H-foils (engl. H-sheet ) are one of the most widely used polarization foils . They were first presented in 1938 by Edwin H. Land and consist of a colorless polyvinyl alcohol (PVA) film with incorporated iodine . Land achieved directional polarization by first heating the PVA film and stretching it in a certain direction . As a result, the long-chain polymers were aligned in parallel. When the iodine crystallites were then introduced, they were deposited on the PVA molecules and in turn formed long, electrically conductive chains. The one diffused iodine provides charge carriers that are mobile in the direction of the chain molecules, which leads to the absorption of the parallel component of the electric field . The H-foils therefore function like the metallic grid of a wire grid polarizer . Since the deposited iodine crystallites are only a few nanometers in size, the scattering of the H-foils is negligible; unlike the J-foils, they do not appear cloudy.

K foils

The K-foils (engl. K-sheet ) are produced - similar to the H-foils - by heating a polyvinyl alcohol foil in the presence of a catalyst . The heating is used to remove water and produce di- chromophoric polyvinyl . They are particularly suitable for applications that require greater resistance to elevated temperatures and high humidity . Similar to H-foils, they show no clouding.

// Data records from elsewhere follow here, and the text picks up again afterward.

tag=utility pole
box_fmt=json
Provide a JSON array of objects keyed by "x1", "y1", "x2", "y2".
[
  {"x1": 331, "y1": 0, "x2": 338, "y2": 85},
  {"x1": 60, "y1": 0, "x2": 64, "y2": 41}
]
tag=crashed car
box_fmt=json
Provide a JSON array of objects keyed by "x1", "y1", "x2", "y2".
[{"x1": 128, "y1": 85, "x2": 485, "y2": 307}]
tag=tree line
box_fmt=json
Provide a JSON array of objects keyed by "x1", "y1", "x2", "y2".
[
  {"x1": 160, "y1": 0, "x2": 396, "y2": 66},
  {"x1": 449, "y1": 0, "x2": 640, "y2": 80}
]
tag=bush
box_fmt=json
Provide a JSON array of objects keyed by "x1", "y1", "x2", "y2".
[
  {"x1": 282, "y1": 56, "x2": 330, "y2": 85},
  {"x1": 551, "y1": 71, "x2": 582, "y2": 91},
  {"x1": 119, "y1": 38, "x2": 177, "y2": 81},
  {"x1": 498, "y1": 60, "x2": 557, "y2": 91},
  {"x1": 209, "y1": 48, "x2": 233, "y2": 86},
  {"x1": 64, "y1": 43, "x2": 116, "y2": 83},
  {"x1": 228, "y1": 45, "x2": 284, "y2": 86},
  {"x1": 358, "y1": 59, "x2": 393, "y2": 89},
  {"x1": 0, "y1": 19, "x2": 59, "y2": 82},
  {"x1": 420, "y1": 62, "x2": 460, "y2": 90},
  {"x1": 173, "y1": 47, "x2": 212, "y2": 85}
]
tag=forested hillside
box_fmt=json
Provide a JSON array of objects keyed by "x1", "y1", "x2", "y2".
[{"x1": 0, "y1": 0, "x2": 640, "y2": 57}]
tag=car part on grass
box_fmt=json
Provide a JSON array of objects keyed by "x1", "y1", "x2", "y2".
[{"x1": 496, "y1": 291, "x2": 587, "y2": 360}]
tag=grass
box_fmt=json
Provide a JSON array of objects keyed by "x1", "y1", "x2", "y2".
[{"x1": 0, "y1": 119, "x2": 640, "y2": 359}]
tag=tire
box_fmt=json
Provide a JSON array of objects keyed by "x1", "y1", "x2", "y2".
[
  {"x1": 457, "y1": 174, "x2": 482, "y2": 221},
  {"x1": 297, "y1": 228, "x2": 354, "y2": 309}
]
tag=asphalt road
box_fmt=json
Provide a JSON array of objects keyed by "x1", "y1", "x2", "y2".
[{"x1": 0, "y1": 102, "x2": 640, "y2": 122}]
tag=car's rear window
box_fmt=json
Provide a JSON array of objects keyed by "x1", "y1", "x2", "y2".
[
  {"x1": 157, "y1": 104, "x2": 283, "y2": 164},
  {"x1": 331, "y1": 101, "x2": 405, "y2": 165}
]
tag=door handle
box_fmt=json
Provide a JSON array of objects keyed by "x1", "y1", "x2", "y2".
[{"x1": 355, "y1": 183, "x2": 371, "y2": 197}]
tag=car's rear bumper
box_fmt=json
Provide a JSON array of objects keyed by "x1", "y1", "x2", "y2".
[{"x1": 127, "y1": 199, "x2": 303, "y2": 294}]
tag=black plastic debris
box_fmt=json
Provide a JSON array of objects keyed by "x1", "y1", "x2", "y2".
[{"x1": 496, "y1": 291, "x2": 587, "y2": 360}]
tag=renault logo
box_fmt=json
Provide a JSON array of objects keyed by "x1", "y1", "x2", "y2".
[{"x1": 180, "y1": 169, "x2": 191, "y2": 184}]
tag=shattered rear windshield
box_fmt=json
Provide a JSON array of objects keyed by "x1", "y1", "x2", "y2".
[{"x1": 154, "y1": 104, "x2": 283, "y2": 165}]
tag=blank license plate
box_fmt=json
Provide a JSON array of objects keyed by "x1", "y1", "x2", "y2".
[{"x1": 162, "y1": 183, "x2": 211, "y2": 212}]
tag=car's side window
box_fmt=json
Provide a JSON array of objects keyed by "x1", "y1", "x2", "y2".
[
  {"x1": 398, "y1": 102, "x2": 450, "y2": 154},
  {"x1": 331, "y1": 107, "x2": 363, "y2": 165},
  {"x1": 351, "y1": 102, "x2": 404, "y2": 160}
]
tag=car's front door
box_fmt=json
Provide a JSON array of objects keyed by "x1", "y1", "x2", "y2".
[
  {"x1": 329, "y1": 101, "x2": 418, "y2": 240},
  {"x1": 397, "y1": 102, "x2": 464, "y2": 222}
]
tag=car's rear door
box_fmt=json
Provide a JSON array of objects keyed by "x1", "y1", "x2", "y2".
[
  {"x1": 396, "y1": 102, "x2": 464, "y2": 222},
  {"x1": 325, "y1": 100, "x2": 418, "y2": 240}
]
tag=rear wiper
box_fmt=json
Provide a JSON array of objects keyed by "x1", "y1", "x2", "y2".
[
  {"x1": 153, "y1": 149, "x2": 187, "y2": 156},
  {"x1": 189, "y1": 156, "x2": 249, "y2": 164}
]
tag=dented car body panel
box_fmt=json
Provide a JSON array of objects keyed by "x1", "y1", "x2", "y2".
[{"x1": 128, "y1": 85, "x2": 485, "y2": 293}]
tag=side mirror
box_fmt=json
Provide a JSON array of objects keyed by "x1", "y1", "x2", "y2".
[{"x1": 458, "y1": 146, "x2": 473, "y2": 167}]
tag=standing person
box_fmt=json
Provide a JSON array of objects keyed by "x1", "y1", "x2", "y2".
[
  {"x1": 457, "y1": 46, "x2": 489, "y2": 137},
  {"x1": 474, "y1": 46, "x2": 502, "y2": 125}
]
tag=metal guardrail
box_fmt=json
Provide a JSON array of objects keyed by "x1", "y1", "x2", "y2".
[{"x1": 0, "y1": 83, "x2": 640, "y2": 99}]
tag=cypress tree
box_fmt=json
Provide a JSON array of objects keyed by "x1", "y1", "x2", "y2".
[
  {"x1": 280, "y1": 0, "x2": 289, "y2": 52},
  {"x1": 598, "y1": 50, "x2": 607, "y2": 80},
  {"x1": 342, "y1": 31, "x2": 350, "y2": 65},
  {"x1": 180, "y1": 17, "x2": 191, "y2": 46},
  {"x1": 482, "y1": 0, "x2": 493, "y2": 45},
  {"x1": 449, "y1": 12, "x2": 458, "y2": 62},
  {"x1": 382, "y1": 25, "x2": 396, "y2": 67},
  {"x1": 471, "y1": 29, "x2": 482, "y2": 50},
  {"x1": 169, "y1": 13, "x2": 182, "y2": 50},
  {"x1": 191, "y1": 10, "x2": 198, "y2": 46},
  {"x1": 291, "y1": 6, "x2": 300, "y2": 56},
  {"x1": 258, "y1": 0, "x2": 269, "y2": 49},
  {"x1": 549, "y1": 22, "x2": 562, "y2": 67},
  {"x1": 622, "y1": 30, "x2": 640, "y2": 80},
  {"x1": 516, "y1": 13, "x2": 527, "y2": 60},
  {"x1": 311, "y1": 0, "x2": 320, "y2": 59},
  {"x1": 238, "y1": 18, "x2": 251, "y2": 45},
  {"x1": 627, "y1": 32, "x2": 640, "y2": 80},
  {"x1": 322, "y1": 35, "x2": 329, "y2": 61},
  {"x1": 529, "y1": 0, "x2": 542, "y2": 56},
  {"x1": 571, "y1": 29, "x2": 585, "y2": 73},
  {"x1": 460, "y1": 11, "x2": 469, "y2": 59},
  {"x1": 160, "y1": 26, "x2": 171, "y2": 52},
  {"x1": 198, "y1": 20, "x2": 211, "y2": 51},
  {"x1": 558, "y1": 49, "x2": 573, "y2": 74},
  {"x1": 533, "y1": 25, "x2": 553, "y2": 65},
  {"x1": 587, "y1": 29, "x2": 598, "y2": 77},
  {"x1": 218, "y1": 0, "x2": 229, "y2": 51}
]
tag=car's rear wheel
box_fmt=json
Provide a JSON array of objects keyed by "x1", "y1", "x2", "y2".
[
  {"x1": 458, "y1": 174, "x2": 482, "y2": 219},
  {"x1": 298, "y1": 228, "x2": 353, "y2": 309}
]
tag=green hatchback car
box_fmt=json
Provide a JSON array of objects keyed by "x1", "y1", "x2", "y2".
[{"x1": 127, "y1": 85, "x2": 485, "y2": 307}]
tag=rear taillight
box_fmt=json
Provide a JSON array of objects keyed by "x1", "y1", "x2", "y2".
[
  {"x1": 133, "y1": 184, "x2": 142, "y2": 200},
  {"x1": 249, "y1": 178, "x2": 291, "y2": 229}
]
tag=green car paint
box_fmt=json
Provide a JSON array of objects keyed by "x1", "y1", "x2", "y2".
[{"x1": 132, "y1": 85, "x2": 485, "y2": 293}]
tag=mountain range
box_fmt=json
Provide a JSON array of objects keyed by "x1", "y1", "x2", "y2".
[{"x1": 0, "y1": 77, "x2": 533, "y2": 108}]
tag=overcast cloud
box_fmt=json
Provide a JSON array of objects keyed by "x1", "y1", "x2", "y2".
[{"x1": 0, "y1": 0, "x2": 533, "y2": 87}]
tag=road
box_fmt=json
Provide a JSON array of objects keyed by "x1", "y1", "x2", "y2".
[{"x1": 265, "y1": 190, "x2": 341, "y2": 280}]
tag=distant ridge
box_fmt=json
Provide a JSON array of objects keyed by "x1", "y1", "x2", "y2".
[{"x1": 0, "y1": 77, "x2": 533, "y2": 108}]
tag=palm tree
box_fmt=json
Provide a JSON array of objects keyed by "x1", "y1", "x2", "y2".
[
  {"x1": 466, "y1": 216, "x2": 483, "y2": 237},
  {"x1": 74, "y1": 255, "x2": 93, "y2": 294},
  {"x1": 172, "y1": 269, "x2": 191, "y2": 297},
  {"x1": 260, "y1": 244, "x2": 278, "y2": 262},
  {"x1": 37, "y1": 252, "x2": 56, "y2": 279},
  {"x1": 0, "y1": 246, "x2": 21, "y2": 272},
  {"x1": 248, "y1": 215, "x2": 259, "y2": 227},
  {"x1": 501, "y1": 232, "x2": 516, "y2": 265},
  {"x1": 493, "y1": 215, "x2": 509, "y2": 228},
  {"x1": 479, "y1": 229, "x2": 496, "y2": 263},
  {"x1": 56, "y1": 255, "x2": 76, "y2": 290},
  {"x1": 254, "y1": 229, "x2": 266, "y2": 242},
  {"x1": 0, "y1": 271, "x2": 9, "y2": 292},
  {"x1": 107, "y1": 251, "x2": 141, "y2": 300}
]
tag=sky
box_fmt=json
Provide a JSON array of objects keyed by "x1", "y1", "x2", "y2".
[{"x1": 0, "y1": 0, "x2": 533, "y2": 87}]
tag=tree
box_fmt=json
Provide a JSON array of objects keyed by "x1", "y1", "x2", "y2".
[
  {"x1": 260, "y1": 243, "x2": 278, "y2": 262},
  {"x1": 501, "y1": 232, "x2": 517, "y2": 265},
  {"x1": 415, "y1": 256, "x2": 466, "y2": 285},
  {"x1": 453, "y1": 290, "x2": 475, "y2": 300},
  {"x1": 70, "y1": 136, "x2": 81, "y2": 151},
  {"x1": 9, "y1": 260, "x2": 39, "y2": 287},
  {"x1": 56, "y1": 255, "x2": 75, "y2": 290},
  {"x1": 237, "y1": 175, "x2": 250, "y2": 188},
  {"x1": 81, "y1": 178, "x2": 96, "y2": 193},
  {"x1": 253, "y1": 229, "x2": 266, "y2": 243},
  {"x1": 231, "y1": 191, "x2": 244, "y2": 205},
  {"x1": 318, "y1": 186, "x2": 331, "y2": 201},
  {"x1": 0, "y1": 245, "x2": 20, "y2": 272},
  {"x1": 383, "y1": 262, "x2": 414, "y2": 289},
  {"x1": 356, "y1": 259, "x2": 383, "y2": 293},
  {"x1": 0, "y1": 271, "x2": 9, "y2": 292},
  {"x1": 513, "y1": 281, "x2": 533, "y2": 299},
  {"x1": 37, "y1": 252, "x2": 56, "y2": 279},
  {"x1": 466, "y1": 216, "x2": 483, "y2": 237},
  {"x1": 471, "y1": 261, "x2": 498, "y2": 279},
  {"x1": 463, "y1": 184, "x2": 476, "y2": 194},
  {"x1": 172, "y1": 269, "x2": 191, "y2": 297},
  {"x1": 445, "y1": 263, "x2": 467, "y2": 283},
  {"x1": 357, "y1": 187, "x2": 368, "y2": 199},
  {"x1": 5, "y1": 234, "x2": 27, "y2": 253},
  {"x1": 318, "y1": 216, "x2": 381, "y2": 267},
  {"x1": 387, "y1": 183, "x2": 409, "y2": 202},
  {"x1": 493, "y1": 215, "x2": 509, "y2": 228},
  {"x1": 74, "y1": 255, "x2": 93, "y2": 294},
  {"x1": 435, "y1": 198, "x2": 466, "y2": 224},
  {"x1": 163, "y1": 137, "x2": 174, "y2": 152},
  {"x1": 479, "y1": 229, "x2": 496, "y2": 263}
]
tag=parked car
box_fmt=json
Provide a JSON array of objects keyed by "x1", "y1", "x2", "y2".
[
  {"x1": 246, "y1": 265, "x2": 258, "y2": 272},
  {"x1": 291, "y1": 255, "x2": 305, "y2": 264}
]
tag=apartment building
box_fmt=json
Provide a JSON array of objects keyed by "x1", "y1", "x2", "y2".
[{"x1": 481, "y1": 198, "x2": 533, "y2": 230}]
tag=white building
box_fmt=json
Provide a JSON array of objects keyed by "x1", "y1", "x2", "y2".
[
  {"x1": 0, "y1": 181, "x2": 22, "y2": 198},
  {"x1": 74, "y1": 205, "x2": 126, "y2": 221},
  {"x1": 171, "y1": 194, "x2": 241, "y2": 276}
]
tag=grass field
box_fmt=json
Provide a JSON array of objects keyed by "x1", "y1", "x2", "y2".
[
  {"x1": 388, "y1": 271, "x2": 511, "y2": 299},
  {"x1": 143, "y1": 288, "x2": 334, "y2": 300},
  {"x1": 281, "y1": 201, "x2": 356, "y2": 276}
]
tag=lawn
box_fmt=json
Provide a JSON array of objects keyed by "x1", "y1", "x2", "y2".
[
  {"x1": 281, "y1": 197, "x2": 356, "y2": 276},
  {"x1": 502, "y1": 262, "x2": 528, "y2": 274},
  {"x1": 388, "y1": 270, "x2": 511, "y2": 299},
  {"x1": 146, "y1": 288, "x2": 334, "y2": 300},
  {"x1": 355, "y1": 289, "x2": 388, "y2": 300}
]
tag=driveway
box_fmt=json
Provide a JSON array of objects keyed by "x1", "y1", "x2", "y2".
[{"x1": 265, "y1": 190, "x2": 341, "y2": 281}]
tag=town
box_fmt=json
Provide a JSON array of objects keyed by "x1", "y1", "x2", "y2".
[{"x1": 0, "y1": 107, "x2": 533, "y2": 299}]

There are also combinations of H and K foils, the absorption maximum of which is around 1.5 µm in the infrared . They are known as the HR Polaroid.

literature

  • Michael Bass (Ed.): Handbook of Optics, Third Edition Volume I: Geometrical and Physical Optics, Polarized Light, Components and Instruments . McGraw-Hill Professional, 2009, p. 13.25–13.27 (contains the transmission spectra of the filters).
  • Edwin H. Land: Some Aspects of the Development of Sheet Polarizers . In: Journal of the Optical Society of America . tape 41 , no. 12 , 1951, pp. 957-962 , doi : 10.1364 / JOSA.41.000957 .
  • Erik W. Thulstrup, Josef Michl: Elementary Polarization Spectroscopy . John Wiley and Sons, 1989, ISBN 978-0-471-19057-8 , pp. 1-3 .

Individual evidence

  1. Patent US1918848 : Polarizing refracting bodies. Registered April 26, 1929 , published July 18, 1933 , inventor: Edwin H. Land.
  2. ^ State of polarization of light (PDF; 305 kB). Faculty of Physics and Astronomy, Friedrich Schiller University Jena, p. 5.